For PHP sites, add the widget to the shared footer or layout partial so every page inherits it automatically.

How to install

  1. 1Open the shared footer include used by your PHP templates.
  2. 2Paste the Instro snippet just before the closing `</body>` tag.
  3. 3Deploy the updated file and test a live page.

Example

PHP / HTML
<!-- footer.php or a shared PHP layout partial -->
<?php /* Paste your Instro widget just before </body> */ ?>
<script
  src="YOUR_INSTRO_WIDGET_URL/MudDt5Fdr.js"
  data-user-id="YOUR_INSTRO_USER_ID"
  defer
><\/script>
</body>

If your PHP site uses multiple layout files, install the widget in the one shared by every page so it only loads once.

Troubleshooting

Widget does not appear

Check that the script is present in the final page HTML, that it only appears once, and that you published the change to the live site instead of only saving locally.

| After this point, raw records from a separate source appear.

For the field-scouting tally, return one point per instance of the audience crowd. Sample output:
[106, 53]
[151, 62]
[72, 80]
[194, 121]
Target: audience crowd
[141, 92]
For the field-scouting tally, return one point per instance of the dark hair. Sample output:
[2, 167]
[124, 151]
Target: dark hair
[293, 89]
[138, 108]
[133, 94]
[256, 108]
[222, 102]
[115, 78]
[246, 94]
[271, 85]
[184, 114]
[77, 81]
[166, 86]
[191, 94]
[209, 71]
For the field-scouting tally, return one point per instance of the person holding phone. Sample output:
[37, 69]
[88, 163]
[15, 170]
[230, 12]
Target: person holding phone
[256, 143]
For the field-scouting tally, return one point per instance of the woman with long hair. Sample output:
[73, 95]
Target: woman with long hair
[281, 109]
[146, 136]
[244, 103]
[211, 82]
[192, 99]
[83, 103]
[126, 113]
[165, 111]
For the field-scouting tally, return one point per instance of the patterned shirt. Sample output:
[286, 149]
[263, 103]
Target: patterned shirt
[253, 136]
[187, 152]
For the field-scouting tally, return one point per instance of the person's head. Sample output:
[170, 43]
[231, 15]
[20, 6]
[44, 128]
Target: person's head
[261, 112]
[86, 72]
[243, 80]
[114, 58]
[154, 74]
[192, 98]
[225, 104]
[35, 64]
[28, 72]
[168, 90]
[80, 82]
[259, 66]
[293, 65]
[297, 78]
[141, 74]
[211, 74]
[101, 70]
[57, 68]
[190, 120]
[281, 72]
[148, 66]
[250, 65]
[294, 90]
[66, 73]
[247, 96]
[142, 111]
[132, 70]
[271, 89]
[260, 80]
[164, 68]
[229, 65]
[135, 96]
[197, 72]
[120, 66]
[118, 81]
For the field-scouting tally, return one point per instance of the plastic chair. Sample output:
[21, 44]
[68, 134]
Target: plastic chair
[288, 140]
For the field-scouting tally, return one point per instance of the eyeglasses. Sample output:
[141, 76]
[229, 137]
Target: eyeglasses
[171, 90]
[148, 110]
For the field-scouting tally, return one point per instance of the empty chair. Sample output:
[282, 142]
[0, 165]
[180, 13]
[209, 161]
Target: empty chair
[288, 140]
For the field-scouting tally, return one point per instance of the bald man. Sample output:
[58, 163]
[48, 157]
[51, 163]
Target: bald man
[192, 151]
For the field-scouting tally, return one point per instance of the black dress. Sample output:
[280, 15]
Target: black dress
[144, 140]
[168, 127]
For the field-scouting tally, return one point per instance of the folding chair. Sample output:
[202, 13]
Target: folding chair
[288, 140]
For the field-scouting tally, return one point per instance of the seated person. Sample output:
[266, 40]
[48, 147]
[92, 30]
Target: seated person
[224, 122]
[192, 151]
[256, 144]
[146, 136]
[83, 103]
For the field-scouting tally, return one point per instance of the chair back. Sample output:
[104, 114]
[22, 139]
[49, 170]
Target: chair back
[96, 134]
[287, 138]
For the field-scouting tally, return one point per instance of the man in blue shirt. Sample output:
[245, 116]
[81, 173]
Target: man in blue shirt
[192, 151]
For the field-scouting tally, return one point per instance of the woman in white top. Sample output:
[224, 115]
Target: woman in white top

Console shows script or CSP errors

If your site uses a Content Security Policy, allow the Instro script origin in `script-src` and the API origin used by your widget in `connect-src`.

It loads twice

This usually means the snippet was added both in a global layout and on an individual page. Keep only one installation path.

Framework route changes behave oddly

Move the install to the root app layout so the script stays attached once instead of reloading on every page transition.